Homem afirma ter encontrado Diana viva após o acidente

Testemunha relata durante julgamento que segurou a mão da princesa, que repetia palavras como "Meu Deus!"

Efe,

13 de novembro de 2007 | 07h40

O júri britânico encarregado de investigar as causas da morte de Diana ouviu nesta terça-feira, 13, o comunicado de um homem que afirma ter segurado a mão da princesa após o acidente de carro que a matou em Paris, em 31 de agosto de 1997. Na nota, Abdelatif Redjil conta que abriu a porta traseira do carro e tentou consolar a princesa, que "parecia inconsciente". "Ela repetia palavras como 'Meu Deus! Meu Deus!'", escreveu Redjil, que disse ter chegado à cena da tragédia antes do serviço de emergência. A testemunha lembrou que viu o motorista francês Henri Paul morto dentro da Mercedes, caído sobre o volante, e que outro homem - Dodi Al-Fayed -, na parte traseira do carro, aparentava estar sem vida.  Quando Redjil abriu uma das portas de atrás, viu uma "mulher loura, encolhida no chão, movimentando a mão". "Tentei tranqüilizá-la, dizendo-lhe em inglês 'Não se preocupe'. Ela abriu os olhos, mas não me respondia.

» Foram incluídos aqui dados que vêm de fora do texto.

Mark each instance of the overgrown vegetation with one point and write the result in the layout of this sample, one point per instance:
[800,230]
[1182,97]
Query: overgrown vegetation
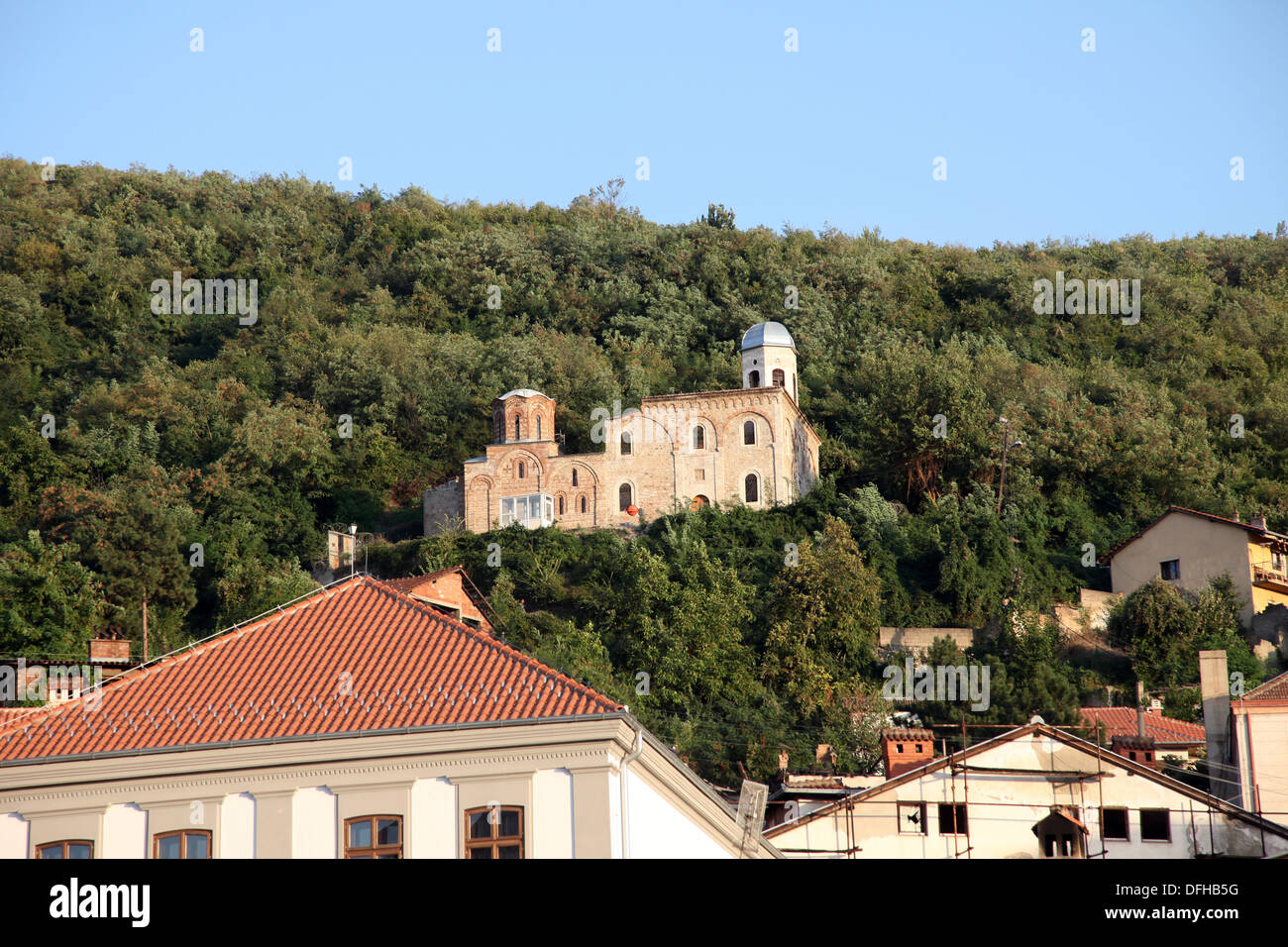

Simplesmente continuava mexendo a mão. Acho que estava inconsciente", declarou. Em outro momento da audiência, um especialista em acidentes disse que as evidências de que o motorista que dirigia a Mercedes tinha bebido não são "necessariamente relevantes" para explicar a causa da morte de Diana. O perito, contratado pelo milionário Mohamed Al-Fayed, pai de Dodi, disse que as chances de o nível de álcool atribuído ao motorista francês, que era duas vezes maior que o permitido pela legislação do Reino Unido, ser capaz de provocar um acidente é de "uma em mil".